Nel regime forfettario, il reddito imponibile si ottiene applicando all’ammontare dei ricavi un coefficiente di redditività che dipende dal codice di attività ATECO che hai indicato quando hai aperto la partita Iva.

In questo regime agevolato, il reddito imponibile è uguale ai ricavi, perché non vengono calcolati i costi sostenuti effettivamente dal professionista.

Come abbiamo visto prima, per un copywriter i codici ATECO usati sono principalmente il codice 74.90.99 oppure il 70.21.00. Sia per il primo che per il secondo codice, la percentuale di forfettizzazione prevista è del 22%. Che cosa significa? Significa che i costi sono forfettariamente determinati nell’ordine del 22%. Quindi per calcolare le imposte devo moltiplicare il reddito per il 78% (100% – 22% di costi).

Es.: Su un reddito annuo di 20.000€, dovrai moltiplicare 20.000€ per il 78%. Su questa cifra si applica il 15% per calcolare le tasse da pagare.

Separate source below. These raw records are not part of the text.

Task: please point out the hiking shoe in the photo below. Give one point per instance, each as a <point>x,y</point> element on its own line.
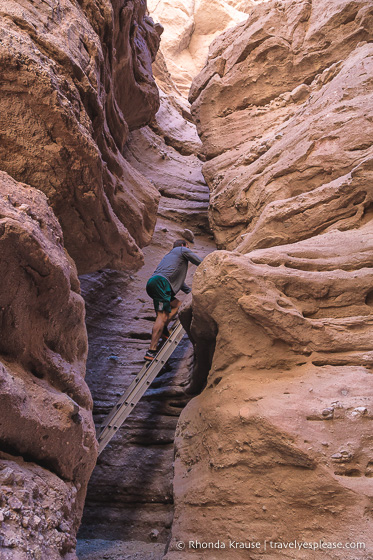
<point>150,355</point>
<point>165,333</point>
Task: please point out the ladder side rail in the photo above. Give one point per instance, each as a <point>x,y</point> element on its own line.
<point>136,381</point>
<point>120,413</point>
<point>142,386</point>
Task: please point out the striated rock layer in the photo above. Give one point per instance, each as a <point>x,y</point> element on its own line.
<point>47,437</point>
<point>189,28</point>
<point>75,78</point>
<point>278,446</point>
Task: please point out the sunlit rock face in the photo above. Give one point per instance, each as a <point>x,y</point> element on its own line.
<point>190,27</point>
<point>48,445</point>
<point>278,445</point>
<point>76,77</point>
<point>284,111</point>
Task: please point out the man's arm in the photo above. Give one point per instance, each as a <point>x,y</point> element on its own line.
<point>190,256</point>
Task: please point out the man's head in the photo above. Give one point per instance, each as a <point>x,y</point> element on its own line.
<point>180,243</point>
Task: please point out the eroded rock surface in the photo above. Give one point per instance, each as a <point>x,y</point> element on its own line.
<point>278,445</point>
<point>284,111</point>
<point>75,78</point>
<point>48,445</point>
<point>190,27</point>
<point>130,495</point>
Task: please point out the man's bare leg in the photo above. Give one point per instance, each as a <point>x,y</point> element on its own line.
<point>175,304</point>
<point>160,322</point>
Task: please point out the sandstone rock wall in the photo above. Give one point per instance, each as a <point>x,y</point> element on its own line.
<point>48,444</point>
<point>278,445</point>
<point>190,27</point>
<point>75,78</point>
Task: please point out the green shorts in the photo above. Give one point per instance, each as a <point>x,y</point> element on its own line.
<point>159,289</point>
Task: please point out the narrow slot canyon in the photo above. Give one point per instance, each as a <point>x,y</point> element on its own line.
<point>129,505</point>
<point>245,129</point>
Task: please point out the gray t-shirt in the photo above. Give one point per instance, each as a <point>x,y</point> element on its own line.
<point>174,267</point>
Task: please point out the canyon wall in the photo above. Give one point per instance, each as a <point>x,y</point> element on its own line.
<point>76,78</point>
<point>189,28</point>
<point>278,446</point>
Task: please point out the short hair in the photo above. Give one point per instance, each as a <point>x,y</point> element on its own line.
<point>179,243</point>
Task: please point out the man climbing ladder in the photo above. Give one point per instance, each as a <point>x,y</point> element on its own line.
<point>166,281</point>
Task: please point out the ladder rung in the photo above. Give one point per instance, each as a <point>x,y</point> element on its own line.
<point>138,387</point>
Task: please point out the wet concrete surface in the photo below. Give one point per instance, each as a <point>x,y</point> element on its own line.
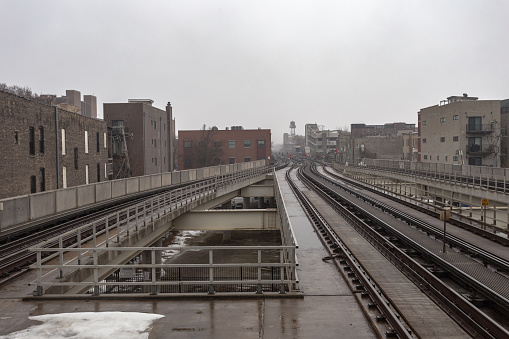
<point>328,309</point>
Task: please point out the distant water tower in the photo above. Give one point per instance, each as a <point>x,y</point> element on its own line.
<point>292,128</point>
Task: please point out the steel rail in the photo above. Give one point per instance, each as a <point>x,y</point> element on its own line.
<point>430,284</point>
<point>464,309</point>
<point>438,232</point>
<point>392,318</point>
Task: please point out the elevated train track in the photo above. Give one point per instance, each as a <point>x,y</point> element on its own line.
<point>489,284</point>
<point>15,257</point>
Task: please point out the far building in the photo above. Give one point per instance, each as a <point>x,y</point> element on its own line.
<point>319,142</point>
<point>142,137</point>
<point>380,141</point>
<point>45,147</point>
<point>292,143</point>
<point>463,130</point>
<point>210,147</point>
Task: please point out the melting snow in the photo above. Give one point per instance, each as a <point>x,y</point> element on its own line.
<point>89,325</point>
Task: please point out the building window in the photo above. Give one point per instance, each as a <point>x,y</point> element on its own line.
<point>41,139</point>
<point>86,142</point>
<point>474,124</point>
<point>42,179</point>
<point>31,140</point>
<point>63,141</point>
<point>64,177</point>
<point>75,158</point>
<point>33,184</point>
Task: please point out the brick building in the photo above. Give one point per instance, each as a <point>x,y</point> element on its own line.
<point>45,147</point>
<point>389,129</point>
<point>201,148</point>
<point>462,130</point>
<point>143,138</point>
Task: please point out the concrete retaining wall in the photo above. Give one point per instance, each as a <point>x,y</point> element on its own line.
<point>14,211</point>
<point>66,199</point>
<point>19,210</point>
<point>42,204</point>
<point>86,195</point>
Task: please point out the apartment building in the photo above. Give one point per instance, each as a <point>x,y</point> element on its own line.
<point>461,130</point>
<point>142,137</point>
<point>209,147</point>
<point>45,147</point>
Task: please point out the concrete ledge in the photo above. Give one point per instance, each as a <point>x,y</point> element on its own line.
<point>173,296</point>
<point>42,204</point>
<point>66,199</point>
<point>86,195</point>
<point>18,212</point>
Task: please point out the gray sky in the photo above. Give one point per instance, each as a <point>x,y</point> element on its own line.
<point>262,63</point>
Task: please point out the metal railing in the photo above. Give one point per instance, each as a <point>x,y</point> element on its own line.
<point>123,223</point>
<point>266,271</point>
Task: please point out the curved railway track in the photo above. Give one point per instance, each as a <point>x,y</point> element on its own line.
<point>15,257</point>
<point>367,225</point>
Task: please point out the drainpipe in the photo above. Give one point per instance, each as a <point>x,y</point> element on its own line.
<point>160,145</point>
<point>144,146</point>
<point>57,148</point>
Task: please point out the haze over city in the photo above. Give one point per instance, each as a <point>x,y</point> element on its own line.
<point>264,63</point>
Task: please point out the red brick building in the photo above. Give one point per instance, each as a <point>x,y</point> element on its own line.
<point>45,148</point>
<point>202,148</point>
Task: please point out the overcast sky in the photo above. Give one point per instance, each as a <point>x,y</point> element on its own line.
<point>261,63</point>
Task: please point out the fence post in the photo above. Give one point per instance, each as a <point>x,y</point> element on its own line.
<point>61,256</point>
<point>107,227</point>
<point>259,285</point>
<point>211,272</point>
<point>96,273</point>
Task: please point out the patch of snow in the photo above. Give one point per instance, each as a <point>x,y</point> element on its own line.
<point>89,325</point>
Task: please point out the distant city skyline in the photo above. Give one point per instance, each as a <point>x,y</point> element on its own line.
<point>261,64</point>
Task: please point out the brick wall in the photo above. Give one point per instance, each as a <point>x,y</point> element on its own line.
<point>18,165</point>
<point>240,152</point>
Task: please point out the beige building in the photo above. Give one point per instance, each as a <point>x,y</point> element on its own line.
<point>461,130</point>
<point>410,145</point>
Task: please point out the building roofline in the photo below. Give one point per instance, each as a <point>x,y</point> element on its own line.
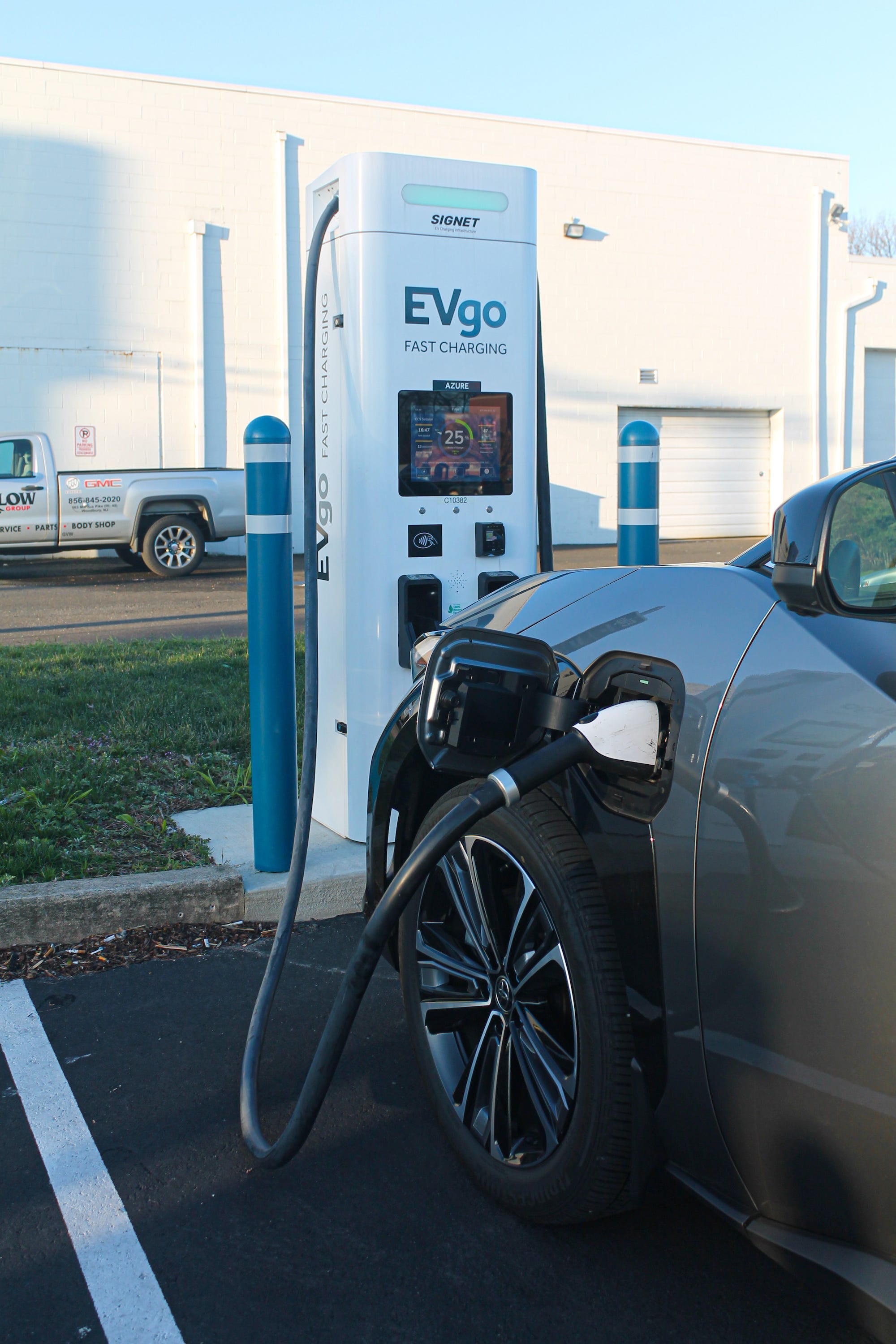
<point>408,107</point>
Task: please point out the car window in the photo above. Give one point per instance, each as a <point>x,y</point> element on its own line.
<point>17,457</point>
<point>862,553</point>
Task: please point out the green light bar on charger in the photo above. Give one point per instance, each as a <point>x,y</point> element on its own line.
<point>453,198</point>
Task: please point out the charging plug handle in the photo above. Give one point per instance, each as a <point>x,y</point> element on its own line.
<point>630,729</point>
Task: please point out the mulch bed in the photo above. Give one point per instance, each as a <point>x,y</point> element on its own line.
<point>167,943</point>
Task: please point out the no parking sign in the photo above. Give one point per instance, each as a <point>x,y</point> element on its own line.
<point>85,441</point>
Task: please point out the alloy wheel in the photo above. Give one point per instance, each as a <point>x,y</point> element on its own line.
<point>175,547</point>
<point>497,1003</point>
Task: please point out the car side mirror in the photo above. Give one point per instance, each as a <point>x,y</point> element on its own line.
<point>833,546</point>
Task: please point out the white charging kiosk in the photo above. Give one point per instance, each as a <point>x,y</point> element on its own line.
<point>426,474</point>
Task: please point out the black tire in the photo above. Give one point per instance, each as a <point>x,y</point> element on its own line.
<point>174,546</point>
<point>583,1168</point>
<point>132,558</point>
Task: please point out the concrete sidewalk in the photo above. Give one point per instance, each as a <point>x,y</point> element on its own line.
<point>335,871</point>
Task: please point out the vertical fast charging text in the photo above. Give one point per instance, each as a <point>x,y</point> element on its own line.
<point>324,506</point>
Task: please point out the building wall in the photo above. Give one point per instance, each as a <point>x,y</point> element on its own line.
<point>714,264</point>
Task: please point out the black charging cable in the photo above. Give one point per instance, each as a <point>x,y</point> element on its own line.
<point>501,789</point>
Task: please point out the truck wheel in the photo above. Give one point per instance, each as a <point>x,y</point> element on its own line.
<point>132,558</point>
<point>174,547</point>
<point>516,1006</point>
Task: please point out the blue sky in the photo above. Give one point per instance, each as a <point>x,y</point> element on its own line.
<point>790,73</point>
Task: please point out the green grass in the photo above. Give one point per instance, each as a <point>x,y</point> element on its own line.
<point>101,742</point>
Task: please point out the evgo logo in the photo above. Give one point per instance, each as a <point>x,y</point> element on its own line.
<point>470,312</point>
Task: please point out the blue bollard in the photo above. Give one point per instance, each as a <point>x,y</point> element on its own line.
<point>272,642</point>
<point>638,506</point>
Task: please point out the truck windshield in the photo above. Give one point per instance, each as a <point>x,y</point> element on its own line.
<point>17,457</point>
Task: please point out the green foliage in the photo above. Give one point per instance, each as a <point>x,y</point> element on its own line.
<point>101,742</point>
<point>864,515</point>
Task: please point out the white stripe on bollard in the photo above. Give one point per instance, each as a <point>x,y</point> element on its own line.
<point>640,453</point>
<point>267,453</point>
<point>128,1299</point>
<point>269,523</point>
<point>638,517</point>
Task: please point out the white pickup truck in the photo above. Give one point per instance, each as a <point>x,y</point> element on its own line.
<point>155,518</point>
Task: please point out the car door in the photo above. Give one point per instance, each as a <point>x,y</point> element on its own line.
<point>25,494</point>
<point>796,900</point>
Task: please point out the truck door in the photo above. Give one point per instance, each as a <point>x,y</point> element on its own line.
<point>26,495</point>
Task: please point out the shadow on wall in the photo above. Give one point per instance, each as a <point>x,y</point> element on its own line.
<point>581,519</point>
<point>64,289</point>
<point>214,357</point>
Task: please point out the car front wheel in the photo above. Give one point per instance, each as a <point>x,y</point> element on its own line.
<point>517,1012</point>
<point>174,547</point>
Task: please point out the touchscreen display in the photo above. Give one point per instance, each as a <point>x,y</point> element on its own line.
<point>456,444</point>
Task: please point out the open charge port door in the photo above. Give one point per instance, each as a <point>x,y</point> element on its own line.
<point>420,609</point>
<point>491,581</point>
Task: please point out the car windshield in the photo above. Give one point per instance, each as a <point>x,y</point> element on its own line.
<point>863,543</point>
<point>17,457</point>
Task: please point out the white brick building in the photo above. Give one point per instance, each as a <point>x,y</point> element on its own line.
<point>151,273</point>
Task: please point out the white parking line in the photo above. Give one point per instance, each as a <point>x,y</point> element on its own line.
<point>128,1299</point>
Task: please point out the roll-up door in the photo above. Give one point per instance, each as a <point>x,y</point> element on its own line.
<point>714,471</point>
<point>880,404</point>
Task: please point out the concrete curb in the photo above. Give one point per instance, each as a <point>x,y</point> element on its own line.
<point>66,912</point>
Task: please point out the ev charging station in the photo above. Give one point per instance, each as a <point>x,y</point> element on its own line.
<point>425,377</point>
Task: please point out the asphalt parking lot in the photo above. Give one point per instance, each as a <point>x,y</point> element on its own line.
<point>374,1233</point>
<point>73,599</point>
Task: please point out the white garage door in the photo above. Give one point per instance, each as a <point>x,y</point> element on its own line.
<point>880,404</point>
<point>119,393</point>
<point>714,472</point>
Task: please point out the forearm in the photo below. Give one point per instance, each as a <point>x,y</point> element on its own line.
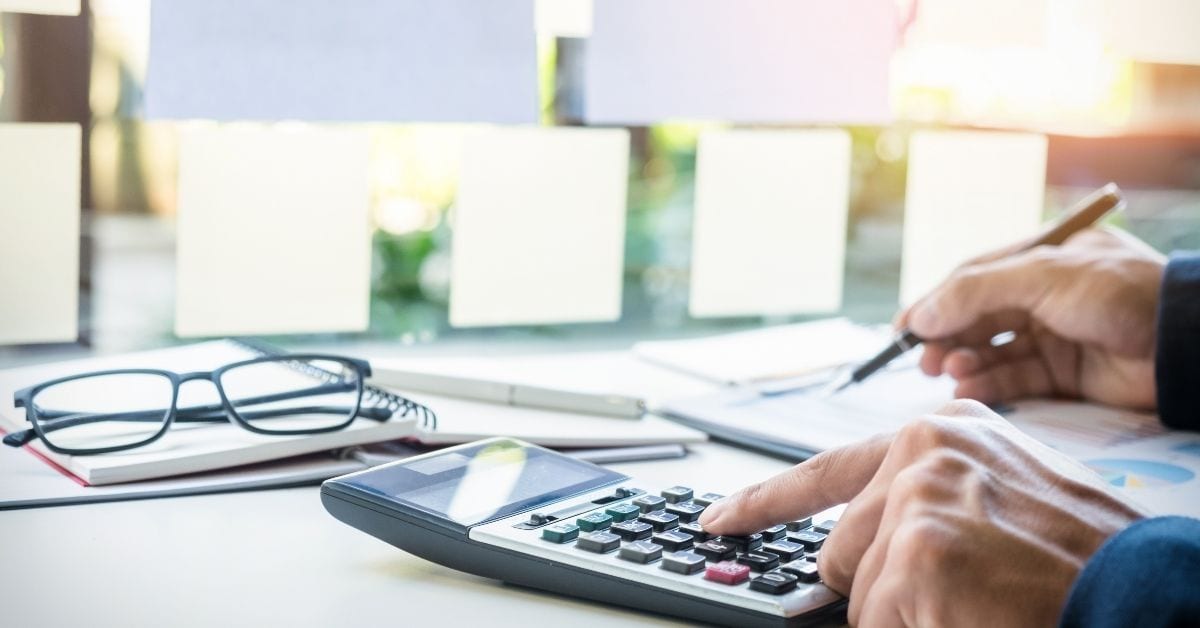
<point>1177,354</point>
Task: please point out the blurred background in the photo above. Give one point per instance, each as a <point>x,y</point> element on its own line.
<point>1110,114</point>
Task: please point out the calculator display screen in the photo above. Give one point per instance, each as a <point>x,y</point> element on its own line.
<point>477,484</point>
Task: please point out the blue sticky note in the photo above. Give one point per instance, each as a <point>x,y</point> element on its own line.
<point>328,60</point>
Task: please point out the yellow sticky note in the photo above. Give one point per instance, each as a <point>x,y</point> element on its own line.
<point>39,232</point>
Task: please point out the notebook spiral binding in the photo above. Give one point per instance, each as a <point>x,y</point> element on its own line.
<point>371,394</point>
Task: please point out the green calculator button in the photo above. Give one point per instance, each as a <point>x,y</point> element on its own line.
<point>561,533</point>
<point>623,512</point>
<point>594,521</point>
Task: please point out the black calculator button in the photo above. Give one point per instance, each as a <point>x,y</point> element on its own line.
<point>631,531</point>
<point>810,539</point>
<point>687,512</point>
<point>786,550</point>
<point>801,524</point>
<point>660,521</point>
<point>683,562</point>
<point>759,561</point>
<point>677,494</point>
<point>675,540</point>
<point>649,503</point>
<point>598,542</point>
<point>623,512</point>
<point>707,498</point>
<point>561,532</point>
<point>774,533</point>
<point>775,582</point>
<point>641,551</point>
<point>696,531</point>
<point>594,521</point>
<point>803,569</point>
<point>747,543</point>
<point>715,550</point>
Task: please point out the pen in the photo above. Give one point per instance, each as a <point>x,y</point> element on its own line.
<point>1083,215</point>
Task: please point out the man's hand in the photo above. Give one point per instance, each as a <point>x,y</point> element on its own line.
<point>1083,315</point>
<point>957,520</point>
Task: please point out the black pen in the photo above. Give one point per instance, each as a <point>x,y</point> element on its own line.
<point>1086,213</point>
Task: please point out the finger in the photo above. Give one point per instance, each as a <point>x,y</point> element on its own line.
<point>826,479</point>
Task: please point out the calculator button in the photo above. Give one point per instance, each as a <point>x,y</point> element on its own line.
<point>594,521</point>
<point>660,521</point>
<point>810,539</point>
<point>759,561</point>
<point>675,540</point>
<point>803,569</point>
<point>748,543</point>
<point>707,498</point>
<point>623,512</point>
<point>801,524</point>
<point>685,510</point>
<point>649,503</point>
<point>774,533</point>
<point>715,550</point>
<point>561,533</point>
<point>683,562</point>
<point>599,542</point>
<point>641,551</point>
<point>727,573</point>
<point>677,494</point>
<point>696,531</point>
<point>775,582</point>
<point>826,526</point>
<point>631,531</point>
<point>786,550</point>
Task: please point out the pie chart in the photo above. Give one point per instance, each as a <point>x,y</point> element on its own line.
<point>1132,473</point>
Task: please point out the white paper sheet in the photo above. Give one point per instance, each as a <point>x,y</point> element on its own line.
<point>769,234</point>
<point>969,192</point>
<point>1164,31</point>
<point>739,60</point>
<point>539,227</point>
<point>274,235</point>
<point>409,60</point>
<point>48,7</point>
<point>39,232</point>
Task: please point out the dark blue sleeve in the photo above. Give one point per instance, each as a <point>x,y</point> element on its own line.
<point>1146,575</point>
<point>1177,354</point>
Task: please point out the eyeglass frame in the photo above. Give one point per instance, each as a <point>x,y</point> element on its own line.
<point>24,398</point>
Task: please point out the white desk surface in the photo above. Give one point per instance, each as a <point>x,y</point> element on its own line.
<point>277,558</point>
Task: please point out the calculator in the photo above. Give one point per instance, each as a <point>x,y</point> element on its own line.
<point>507,509</point>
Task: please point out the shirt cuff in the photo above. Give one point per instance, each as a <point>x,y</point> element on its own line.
<point>1177,354</point>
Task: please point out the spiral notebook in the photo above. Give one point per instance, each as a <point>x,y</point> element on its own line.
<point>205,447</point>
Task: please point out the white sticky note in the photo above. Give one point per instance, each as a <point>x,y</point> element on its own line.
<point>1162,31</point>
<point>769,234</point>
<point>539,227</point>
<point>40,232</point>
<point>563,18</point>
<point>274,235</point>
<point>969,192</point>
<point>739,60</point>
<point>406,60</point>
<point>48,7</point>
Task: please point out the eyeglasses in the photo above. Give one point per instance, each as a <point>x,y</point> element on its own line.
<point>285,395</point>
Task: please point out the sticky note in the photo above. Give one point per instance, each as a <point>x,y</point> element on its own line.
<point>969,192</point>
<point>739,60</point>
<point>1162,31</point>
<point>539,227</point>
<point>274,234</point>
<point>769,234</point>
<point>40,232</point>
<point>563,18</point>
<point>48,7</point>
<point>406,60</point>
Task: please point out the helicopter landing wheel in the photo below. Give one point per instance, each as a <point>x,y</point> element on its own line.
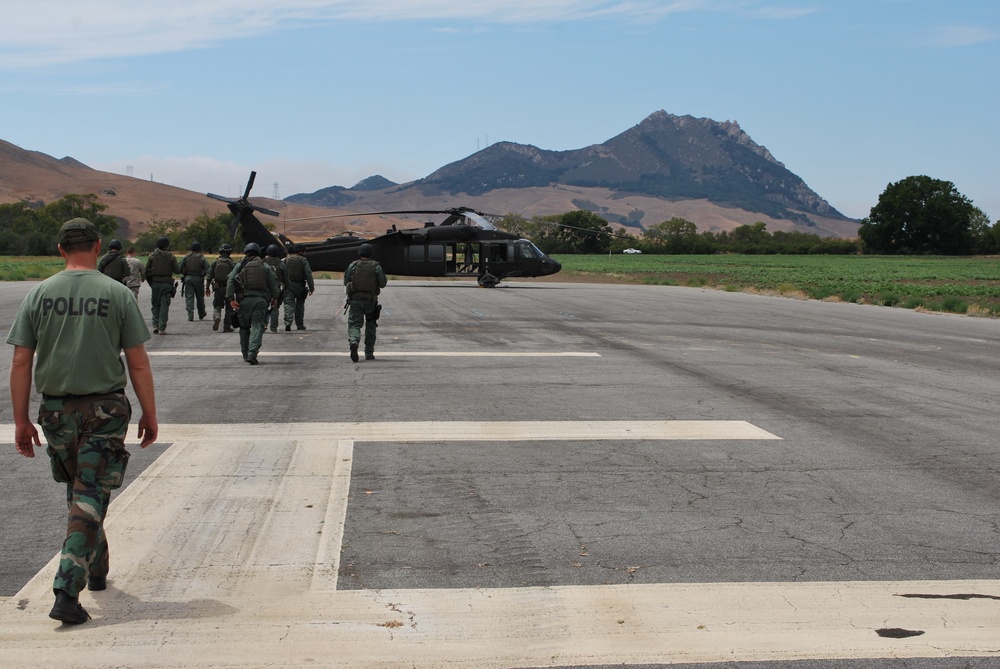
<point>488,281</point>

Ah, una buona notizia: per i primi 5 anni di attività l’aliquota è del 5%, non del 15%.

Contributi regime forfettario

Deduzioni e detrazioni: così riduci le imposte da versare

Abbiamo detto che nel regime forfettario non si possono dedurre costi, perché questi vengono calcolati forfettariamente.

Nel regime ordinario, invece, posso dedurre dei costi per diminuire il reddito imponibile.

Qual è la differenza tra deduzioni e detrazioni?

Le deduzioni riguardano i costi sostenuti, che diminuiscono il reddito imponibile, su cui vengono calcolate le imposte da pagare; le detrazioni, invece, riducono l’imposta da versare.

Deduzioni e detrazioni

Sono deducibili tutte le spese inerenti l’attività. In particolar modo:

  • spese per materiale di cancelleria;
  • beni strumentali (hardware, software, telefoni, etc..);
  • ristorazione e alberghi;
  • spese di rappresentanza (es. un pranzo di lavoro);
  • spese auto (manutenzione) + spese carburante;
  • spese utenze generali (bollette luce, utenze telefoniche, etc…);
  • affitto locali a uso ufficio (deducibile al 100%);
  • canone affitto per abitazione (deducibile in misura ridotta);
  • spese varie come parcheggio, taxi, libri e riviste;
  • spese per collaborazioni professionali (es. fattura di un professionista che ha collaborato a un tuo progetto);
  • contributi previdenziali e assistenziali.

Queste, invece, sono le principali detrazioni:

  • spese mediche;
  • interessi passivi maturati sul mutuo (per un tetto massimo di 4.000€);
  • spese ristrutturazione immobili;
  • spese attività sportive dei propri figli;
  • asilo nido;
  • erogazioni liberali;
  • coniugi e/o figli a carico;
  • spese veterinarie.

Queste spese che ho elencato non sono detraibili al 100%.
Es.: Se devi pagare 3.000€ di imposta e hai 4.000€ di interessi passivi sul mutuo, dovrai calcolare il 19% di questi 4.000€, quindi 760€. Questi 760€ dovrai sottrarli ai 3.000€ da pagare, ottenendo così 2.240€. Se anche i tuoi interessi passivi fossero superiori a 4.000€, dovrai comunque calcolare il 19% su 4.000€, che è il tetto massimo per questo tipo di spesa.

Per ogni tipologia di spesa, valgono percentuali diverse.

Per completare il quadro delle spese da affrontare da freelance, devi considerare i costi della pratica di apertura della partita Iva e della gestione ordinaria da parte di un commercialista.
Per la pratica di apertura, se decidi di aprire partita IVA da lavoratore autonomo dovrai considerare circa 250€. Se invece scegli la forma di impresa individuale, la spesa si aggirerà intorno ai 450€. Queste spese sono una tantum.

Per la gestione ordinaria annuale, invece, la spesa è da concordare con il commercialista in base anche al regime fiscale che sceglierai (ordinario o forfettario): per darti un range, spenderai dai 400€ ai 1.000€ l’anno.

Spero di averti dato delle informazioni utili per una valutazione iniziale di una carriera da freelance: non mi resta che augurarti di ricevere dai numeri le stesse gioie che ti hanno dato finora le parole. In bocca al lupo!

N.B. Questo post è stato scritto grazie al supporto prezioso del dottore commercialista Mario Testa.